Exploration on the creek dates back to 1869 when gold was originally discovered in the district. Initial work was by means of drift diggings, followed later by ground sluicing and hydraulicking. Between 1922 and 1934, two adits, 285 and 42 metres long respectively, were driven along the bedrock/sediment contact in order to follow the preglacial channel. In 1935, drift mining was abandoned in favor of hydraulicking, which too was soon abandoned due to lack of dumping facilities. Subsequent to this, a 27-metre shaft was sunk to bedrock without much success (Geological Survey of Canada Memoir 252, pages 141-142).

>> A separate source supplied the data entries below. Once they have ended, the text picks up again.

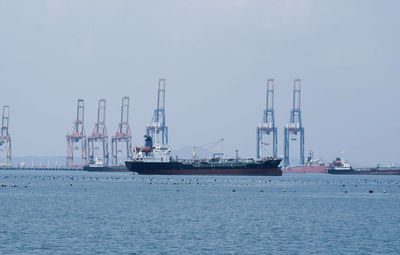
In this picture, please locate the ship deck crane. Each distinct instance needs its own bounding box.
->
[283,79,304,166]
[257,79,278,159]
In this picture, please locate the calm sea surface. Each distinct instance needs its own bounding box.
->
[0,170,400,254]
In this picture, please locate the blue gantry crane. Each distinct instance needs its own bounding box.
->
[283,79,304,166]
[146,79,168,145]
[257,79,278,159]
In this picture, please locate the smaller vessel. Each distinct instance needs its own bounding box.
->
[328,155,400,175]
[83,158,129,172]
[282,151,328,173]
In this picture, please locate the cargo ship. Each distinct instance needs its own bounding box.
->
[125,136,282,176]
[328,156,400,175]
[282,151,328,173]
[83,159,129,172]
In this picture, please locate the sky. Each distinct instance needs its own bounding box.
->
[0,0,400,166]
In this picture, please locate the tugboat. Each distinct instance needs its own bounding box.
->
[282,151,328,173]
[83,158,129,172]
[328,155,400,175]
[125,135,282,176]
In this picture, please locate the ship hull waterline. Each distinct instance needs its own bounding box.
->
[328,169,400,175]
[83,166,130,172]
[126,161,282,176]
[282,166,328,173]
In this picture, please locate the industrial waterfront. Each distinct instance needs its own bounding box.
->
[0,170,400,254]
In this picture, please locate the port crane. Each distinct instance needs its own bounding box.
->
[111,97,132,165]
[257,79,278,159]
[88,99,109,166]
[67,99,87,167]
[283,79,304,166]
[146,79,168,145]
[0,105,12,167]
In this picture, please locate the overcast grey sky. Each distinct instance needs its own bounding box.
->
[0,0,400,165]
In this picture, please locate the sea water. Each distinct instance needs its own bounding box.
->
[0,170,400,254]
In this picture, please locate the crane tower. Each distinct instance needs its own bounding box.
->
[146,79,168,145]
[0,105,12,167]
[67,99,87,167]
[283,79,304,166]
[111,97,132,165]
[257,79,278,159]
[88,99,108,165]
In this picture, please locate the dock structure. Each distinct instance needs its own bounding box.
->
[111,97,132,166]
[257,79,278,159]
[0,105,12,167]
[88,99,108,166]
[146,78,168,145]
[283,79,304,166]
[67,99,87,167]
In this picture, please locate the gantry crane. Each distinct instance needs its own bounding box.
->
[0,105,12,167]
[67,99,87,167]
[257,79,278,159]
[146,79,168,145]
[88,99,108,166]
[111,97,132,165]
[283,79,304,166]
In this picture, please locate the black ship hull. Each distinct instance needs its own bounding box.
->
[125,159,282,176]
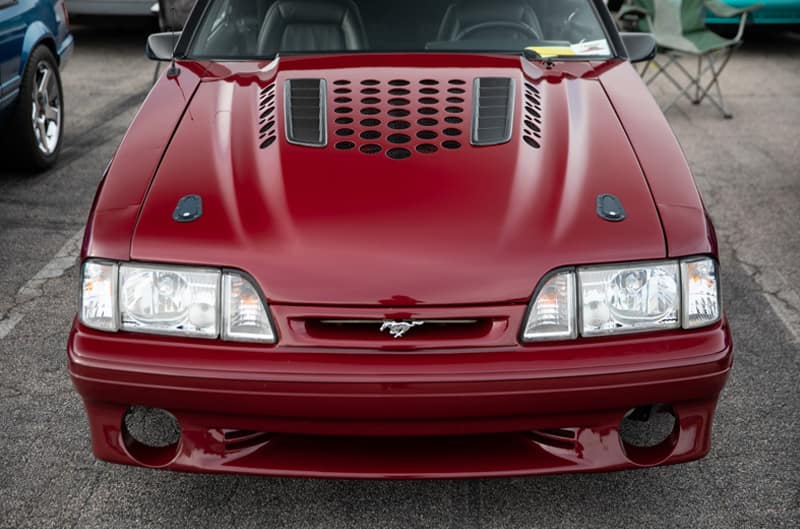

The creek drains an area underlain by a north-northwest striking, east-dipping metasedimentary/volcanic suite assigned to the Carboniferous to Jurassic Cache Creek Complex. Here, phyllite, limestone and tuff are the most common members. These rocks host numerous barren-looking, locally rusty, white quartz veins varying up to a metre in width.
Recorded gold production from Vital Creek was 117,091 grams, between 1876 and 1900, and 26,031 grams between 1926 and 1940; a total of 143,122 grams of gold (Bulletin 28, page 46). Early recoveries came from the present-day channel below a waterfall, 3 kilometres above the mouth of the creek. Later, gold in the form of extremely coarse, well-worn flakes which lay along bedrock was recovered from the preglacial channel upstream from this point.
Arquerite, a native amalgam of silver and mercury, is also fairly abundant in the gold-bearing gravels of Vital Creek.